In this video segment, Neil offers his views on high stocks, low junk bond yields, and whether the Fed will be able to implement its exit strategy successfully -- and at the proper time. A full transcript follows the video.
Morgan Housel: How much of stocks at record highs and junk bond yields at record lows is directly attributable to Fed policy, do you think?
Neil Irwin: I think quite a large proportion. Now, there's two things to separate out.
How much of it is Fed policy in the sense of, the Fed's doing QE to two trillion-something dollars in QE that's happened over the last four years, and that money that's pumped into the financial system finds its way into different fixed-income and equity securities, that props up prices? There's clearly quite a lot of that. There's no question that's a major thing.
But the other aspect of it is, how much has the overall approach of monetary easing helped the real economy, and therefore earnings are higher, there's more real activity going on in the economy, and therefore the fundamentals justify higher prices for equities and other securities?
I think it's mostly the first. I think it's mostly, you pump $2 trillion into the economy, it's going to go somewhere. That somewhere is the stock market and different debt markets.

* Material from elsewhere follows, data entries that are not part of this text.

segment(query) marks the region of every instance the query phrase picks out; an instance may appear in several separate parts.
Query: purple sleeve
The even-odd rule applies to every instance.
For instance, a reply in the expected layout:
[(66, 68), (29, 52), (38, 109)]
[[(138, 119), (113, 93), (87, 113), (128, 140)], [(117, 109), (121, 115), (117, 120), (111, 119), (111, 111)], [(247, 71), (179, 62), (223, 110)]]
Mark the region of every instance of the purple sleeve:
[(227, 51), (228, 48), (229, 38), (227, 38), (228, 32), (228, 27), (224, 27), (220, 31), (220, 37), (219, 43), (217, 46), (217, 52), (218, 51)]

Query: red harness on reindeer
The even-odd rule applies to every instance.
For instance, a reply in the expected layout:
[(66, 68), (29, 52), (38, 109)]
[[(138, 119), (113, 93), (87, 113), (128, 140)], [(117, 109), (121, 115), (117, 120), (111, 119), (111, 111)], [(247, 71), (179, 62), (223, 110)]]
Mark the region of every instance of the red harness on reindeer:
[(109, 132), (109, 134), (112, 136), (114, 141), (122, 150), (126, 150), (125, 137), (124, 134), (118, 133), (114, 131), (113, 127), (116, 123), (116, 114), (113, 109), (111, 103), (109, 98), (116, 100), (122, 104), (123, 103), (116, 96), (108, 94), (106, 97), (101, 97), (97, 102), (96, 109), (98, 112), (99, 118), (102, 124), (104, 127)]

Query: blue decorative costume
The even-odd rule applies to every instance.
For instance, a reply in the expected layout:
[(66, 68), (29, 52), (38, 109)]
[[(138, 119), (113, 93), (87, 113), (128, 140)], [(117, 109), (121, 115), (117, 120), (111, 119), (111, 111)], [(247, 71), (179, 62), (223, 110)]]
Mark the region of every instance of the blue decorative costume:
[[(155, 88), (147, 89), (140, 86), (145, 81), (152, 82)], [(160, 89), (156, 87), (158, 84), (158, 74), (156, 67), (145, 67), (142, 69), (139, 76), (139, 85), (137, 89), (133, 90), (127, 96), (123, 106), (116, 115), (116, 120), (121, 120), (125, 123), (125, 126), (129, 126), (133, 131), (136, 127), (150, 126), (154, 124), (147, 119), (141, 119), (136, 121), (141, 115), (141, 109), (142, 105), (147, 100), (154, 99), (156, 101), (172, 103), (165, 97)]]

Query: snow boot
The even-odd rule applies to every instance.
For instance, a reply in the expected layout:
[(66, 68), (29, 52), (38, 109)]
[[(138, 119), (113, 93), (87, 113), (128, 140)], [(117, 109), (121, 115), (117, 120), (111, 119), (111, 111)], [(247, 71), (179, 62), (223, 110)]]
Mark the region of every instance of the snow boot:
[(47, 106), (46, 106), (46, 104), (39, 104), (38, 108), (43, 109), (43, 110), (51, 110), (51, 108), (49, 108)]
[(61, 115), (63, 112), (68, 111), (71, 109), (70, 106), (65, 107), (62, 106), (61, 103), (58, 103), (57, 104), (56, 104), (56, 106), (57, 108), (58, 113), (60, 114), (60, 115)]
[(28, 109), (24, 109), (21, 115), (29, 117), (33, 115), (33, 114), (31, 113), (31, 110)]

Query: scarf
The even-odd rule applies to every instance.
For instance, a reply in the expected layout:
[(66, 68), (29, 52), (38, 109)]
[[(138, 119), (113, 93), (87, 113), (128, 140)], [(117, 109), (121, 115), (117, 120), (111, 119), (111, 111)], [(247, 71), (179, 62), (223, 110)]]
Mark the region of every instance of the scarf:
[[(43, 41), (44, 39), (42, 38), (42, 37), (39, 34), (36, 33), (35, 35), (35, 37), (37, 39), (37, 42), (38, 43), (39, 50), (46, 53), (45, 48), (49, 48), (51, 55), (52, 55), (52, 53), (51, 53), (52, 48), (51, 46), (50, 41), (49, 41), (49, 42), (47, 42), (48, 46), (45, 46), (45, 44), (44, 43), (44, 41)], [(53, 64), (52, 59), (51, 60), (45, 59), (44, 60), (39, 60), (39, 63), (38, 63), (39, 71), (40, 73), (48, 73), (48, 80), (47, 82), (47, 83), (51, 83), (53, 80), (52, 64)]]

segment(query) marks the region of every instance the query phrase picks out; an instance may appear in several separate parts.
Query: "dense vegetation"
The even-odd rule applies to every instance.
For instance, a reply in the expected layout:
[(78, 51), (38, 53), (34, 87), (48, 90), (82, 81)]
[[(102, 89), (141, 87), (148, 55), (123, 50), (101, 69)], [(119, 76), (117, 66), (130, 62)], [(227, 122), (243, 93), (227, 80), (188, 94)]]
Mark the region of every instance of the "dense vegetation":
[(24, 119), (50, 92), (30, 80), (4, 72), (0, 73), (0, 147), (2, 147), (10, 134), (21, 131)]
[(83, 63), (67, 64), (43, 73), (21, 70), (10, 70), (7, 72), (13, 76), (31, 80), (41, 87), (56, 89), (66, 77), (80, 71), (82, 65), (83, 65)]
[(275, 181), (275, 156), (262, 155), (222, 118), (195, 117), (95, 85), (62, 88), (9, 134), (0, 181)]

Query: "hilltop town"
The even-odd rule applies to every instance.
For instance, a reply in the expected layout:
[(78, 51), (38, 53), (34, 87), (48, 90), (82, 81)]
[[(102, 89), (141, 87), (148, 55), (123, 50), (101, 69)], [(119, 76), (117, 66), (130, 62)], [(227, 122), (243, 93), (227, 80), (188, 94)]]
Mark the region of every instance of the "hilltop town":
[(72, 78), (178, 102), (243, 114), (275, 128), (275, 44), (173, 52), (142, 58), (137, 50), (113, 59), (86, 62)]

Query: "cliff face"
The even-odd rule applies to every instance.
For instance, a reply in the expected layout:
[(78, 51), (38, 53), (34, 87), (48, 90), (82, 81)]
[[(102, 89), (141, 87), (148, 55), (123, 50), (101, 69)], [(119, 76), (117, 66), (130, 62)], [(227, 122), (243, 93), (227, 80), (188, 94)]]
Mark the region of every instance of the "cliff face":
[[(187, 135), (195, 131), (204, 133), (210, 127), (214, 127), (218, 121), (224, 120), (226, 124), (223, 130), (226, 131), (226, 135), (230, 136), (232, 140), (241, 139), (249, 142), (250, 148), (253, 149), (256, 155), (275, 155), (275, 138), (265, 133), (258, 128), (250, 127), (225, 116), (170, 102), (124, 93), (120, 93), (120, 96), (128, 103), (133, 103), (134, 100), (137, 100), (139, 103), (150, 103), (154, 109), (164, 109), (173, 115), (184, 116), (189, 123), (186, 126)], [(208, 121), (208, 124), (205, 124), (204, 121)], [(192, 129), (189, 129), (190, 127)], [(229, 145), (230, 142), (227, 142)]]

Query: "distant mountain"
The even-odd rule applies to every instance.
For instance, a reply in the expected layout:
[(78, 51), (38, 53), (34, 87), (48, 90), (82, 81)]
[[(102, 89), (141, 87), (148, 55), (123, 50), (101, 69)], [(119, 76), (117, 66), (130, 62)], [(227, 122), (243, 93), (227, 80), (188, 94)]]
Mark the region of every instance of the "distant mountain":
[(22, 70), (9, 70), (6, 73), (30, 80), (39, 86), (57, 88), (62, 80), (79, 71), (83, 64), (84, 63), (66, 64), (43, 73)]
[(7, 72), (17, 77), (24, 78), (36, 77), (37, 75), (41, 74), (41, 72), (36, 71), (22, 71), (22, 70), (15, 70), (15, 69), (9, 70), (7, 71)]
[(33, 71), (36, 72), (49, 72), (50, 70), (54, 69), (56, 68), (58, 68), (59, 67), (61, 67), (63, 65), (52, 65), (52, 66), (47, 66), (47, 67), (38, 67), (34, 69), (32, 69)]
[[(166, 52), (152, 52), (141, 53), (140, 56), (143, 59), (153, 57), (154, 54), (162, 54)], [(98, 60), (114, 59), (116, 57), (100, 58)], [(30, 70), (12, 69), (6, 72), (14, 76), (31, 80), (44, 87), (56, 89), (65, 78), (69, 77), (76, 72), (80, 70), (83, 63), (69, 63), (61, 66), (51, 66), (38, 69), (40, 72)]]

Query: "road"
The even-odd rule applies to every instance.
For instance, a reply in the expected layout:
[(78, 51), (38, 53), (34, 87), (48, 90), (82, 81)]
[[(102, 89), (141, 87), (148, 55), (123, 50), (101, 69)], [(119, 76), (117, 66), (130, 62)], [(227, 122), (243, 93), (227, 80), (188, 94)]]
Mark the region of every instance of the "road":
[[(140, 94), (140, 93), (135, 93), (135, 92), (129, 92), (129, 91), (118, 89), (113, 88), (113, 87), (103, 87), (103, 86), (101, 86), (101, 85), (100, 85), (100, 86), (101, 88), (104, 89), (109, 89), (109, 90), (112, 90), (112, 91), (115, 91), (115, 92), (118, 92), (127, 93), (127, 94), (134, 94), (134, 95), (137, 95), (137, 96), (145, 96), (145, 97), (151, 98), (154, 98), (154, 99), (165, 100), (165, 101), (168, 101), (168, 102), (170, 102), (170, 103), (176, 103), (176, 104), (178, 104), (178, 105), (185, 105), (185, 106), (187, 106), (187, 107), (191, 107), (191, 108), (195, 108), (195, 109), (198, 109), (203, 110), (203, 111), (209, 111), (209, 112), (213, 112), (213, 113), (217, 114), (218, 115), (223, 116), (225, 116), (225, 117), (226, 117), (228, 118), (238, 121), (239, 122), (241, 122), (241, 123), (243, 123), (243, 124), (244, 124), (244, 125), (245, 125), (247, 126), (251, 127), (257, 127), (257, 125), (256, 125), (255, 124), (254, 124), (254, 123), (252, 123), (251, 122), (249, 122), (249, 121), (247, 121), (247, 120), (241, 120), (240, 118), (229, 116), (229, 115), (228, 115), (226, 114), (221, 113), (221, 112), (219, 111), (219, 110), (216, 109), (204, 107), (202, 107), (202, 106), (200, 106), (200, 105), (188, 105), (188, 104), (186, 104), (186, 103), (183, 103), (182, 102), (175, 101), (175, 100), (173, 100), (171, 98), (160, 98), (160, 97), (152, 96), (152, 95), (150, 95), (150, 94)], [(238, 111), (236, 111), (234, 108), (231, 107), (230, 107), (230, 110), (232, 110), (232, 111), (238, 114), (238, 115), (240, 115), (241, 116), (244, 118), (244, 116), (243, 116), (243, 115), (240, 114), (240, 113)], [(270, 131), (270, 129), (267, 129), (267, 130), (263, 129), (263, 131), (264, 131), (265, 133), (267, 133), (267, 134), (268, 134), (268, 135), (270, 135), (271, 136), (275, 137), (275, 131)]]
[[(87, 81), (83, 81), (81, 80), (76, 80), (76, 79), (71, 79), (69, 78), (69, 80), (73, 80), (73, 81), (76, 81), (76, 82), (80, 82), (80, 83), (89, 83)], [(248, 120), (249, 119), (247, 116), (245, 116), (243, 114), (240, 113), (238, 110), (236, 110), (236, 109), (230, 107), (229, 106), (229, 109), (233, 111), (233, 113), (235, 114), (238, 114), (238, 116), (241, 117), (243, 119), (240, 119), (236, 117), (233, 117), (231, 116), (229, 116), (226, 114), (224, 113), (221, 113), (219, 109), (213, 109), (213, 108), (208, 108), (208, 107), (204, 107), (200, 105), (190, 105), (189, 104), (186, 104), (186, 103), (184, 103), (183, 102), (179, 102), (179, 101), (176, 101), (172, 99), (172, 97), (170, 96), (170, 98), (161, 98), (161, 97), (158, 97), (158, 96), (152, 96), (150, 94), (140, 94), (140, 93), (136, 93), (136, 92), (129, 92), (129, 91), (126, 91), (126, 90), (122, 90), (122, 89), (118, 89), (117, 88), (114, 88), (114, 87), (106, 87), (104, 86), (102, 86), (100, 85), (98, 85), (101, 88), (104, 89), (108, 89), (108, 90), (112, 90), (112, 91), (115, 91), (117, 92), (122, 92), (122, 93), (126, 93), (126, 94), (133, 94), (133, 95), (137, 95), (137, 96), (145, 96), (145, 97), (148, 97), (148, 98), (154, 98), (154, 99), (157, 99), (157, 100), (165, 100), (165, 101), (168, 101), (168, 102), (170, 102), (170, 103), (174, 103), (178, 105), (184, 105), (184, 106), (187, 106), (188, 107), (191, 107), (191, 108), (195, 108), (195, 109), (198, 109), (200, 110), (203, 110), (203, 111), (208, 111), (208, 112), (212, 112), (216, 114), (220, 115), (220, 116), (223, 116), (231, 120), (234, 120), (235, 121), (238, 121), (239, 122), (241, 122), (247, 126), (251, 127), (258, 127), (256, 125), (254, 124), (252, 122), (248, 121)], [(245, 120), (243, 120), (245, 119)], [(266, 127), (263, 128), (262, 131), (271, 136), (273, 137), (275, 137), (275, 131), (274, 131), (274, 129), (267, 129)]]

But I think there is also some genuine improvement in how the economy is doing, so if you look at price earnings ratios in the stock market, it's not totally out of whack. If you look at it compared to Treasuries, it's actually quite desirable, quite a good buy.
Morgan: How worried are Bernanke and the Fed that this will all end badly?
Neil: I think Bernanke himself has a pretty good deal of confidence that they can handle this exit. He'll probably be gone by the time the exit strategy is time to be implemented, but look, their job is to be cautious.
If you're a central banker, you don't get to be a central banker by being a fly-by-night, do things in a very loose, poorly thought-through manner. They're trying to do some rigorous analysis on how can we do this exit strategy? How will it work? That's what's ongoing at this very moment.
They think they have the technical tools to do it. The question for me is not so much will they have the technical tools. I'm pretty confident they will. If there's one thing the Central Bank knows how to do, it's to raise interest rates.
The question is, will they have the political will and have the analytical skill to get the timing right?
Political will in the sense that you have to imagine the day comes, they're raising interest rates, we still have large deficits ... it's politically inconvenient for Congress to suddenly have higher interest expenses and all that comes with it.
Then the judgment -- getting the timing right. You do it a year too late, you're an inflationary Fed Chairman, you're not a very good Fed Chair. You do it a year too early, you cause more human misery and a longer recession than we needed.